Sekretaris Pusat Koperasi Produsen Tempe Tahu Indonesia (Puskopti) DKI Jakarta Handoko Mulyo mengatakan ketiadaan tahu dan tempe di pasaran merupakan imbas dari bentuk protes terhadap kenaikan harga kedelai dari Rp 7.200 menjadi Rp 9.200 per kilogram (kg) (Merdeka.com, 4/1/2021).

Pengaruh Impor,pada Kemandirian Bangsa

Tingginya harga kedelai impor tentu berdampak pada keuntungan yang didapatkan oleh para pengrajin tahu dan tempe menurun, kemudian terjadinya kelangkaan ketersediaan kedelai di pasaran berpengaruh pada penjual makanan yang berbahan dasar tahu dan tempe,  masyarakat yang tergolong miskin akan kesulitan untuk memenuhi gizi keluarganya, dampak lainnya para pengrajin tahudan tempeterancam gulung tikar.

Padahal Indonesia dengan kekayaan yang melimpah bahkan kayu dan batupun jadi tongkat, belum mampu memenuhi ketersediaan kedelai di pasaran, dengan adanya hal ini maka pilihan praktis yang dipilih oleh pemerintah yaitu dengan membuka imporuntuk menutupi kurangnya ketersediaan bahan pangan yang beredar di pasaran.

Baca Juga:  Meluruskan Sejarah Imam Bonjol

Faktanya di Indonesia banyak lahan-lahan kosong bertuan tapi tidak dikelola, kemudian di sisi lain banyak di antara petani justru tidak memiliki lahan sendiri untuk mereka tanami. Pada akhirnya mereka hanya menjadi buruh tani di negeri sendiri.
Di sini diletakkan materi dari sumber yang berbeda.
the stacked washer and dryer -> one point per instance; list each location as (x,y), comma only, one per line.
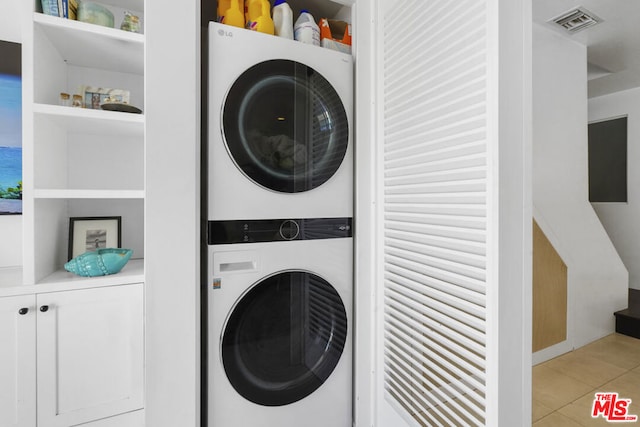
(280,255)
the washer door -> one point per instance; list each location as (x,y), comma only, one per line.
(285,126)
(283,338)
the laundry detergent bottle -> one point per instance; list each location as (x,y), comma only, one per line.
(306,30)
(234,15)
(223,5)
(283,19)
(259,16)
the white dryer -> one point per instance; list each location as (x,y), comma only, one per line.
(280,330)
(280,128)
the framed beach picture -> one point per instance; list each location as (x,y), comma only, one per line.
(10,128)
(87,234)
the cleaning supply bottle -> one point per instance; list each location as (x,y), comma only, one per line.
(306,30)
(233,15)
(223,6)
(252,9)
(283,19)
(261,21)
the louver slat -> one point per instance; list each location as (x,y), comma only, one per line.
(434,163)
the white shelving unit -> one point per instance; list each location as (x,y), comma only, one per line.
(80,162)
(77,162)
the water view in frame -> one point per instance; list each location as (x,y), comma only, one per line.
(10,129)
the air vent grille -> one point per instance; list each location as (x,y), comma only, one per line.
(576,20)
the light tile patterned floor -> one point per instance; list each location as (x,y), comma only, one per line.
(564,387)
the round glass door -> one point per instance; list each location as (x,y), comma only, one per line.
(284,338)
(285,126)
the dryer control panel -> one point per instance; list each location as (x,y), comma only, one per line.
(273,230)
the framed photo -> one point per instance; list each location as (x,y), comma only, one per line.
(86,234)
(93,97)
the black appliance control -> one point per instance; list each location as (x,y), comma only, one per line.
(274,230)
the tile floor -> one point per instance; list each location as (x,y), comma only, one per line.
(564,387)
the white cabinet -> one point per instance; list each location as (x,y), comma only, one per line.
(17,361)
(89,357)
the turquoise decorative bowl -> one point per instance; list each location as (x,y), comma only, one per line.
(99,263)
(95,13)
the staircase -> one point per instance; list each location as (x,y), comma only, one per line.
(628,320)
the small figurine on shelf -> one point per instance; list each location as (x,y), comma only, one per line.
(65,99)
(77,101)
(130,23)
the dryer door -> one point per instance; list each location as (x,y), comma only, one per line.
(285,126)
(283,338)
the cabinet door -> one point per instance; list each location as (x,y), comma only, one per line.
(90,354)
(17,361)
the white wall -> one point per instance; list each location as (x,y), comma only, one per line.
(172,223)
(622,220)
(597,278)
(10,225)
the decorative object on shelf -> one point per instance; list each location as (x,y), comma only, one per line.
(88,234)
(73,9)
(130,23)
(50,7)
(94,97)
(65,99)
(101,262)
(95,13)
(77,101)
(120,106)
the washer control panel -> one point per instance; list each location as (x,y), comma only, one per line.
(273,230)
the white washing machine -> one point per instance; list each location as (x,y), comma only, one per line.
(280,128)
(280,329)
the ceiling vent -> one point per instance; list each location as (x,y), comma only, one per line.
(576,20)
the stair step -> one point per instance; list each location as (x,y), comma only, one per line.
(628,323)
(628,320)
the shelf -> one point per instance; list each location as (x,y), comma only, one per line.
(84,120)
(94,46)
(133,272)
(10,276)
(62,280)
(87,194)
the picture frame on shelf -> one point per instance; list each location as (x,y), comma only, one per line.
(86,234)
(93,97)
Bahkan di antara mereka harus menjual lahan akibat penggusuran proyek besar negara.

- Iklan -

Tidak adanya upaya Indonesia untuk swasembada pangan menjadikannya sebagai negara yang bergantung pada impor. Jadi ketika harga impor melambung, maka akan berdampak pada kemampuan Indonesia mengimpornya. Hal ini akan berdampak pula pada stok kedelai nasional. Ditambah lagi dengan disahkannya UU Cipta kerja pada 5 Oktober 2020 yang lalu akan berpotensi membawa Indonesia dalam jebakan kebiasaan impor produk pertanian dan mengakibatkan Negara mudah dijajah atau disetir dan dikuasai.

Indonesia dalam memenuhi segala kekurangan kebutuhan pokoknya masih bergantung pada impor dan keterikatan Indonesia dalam perjanjian internasional seperti WTO menjadikannya tidak mandiri dan selalu bergantung pada pangan luar negeri. Karena itu kemandirian pangan Negara tidak pernah terwujud dalam sistem ini.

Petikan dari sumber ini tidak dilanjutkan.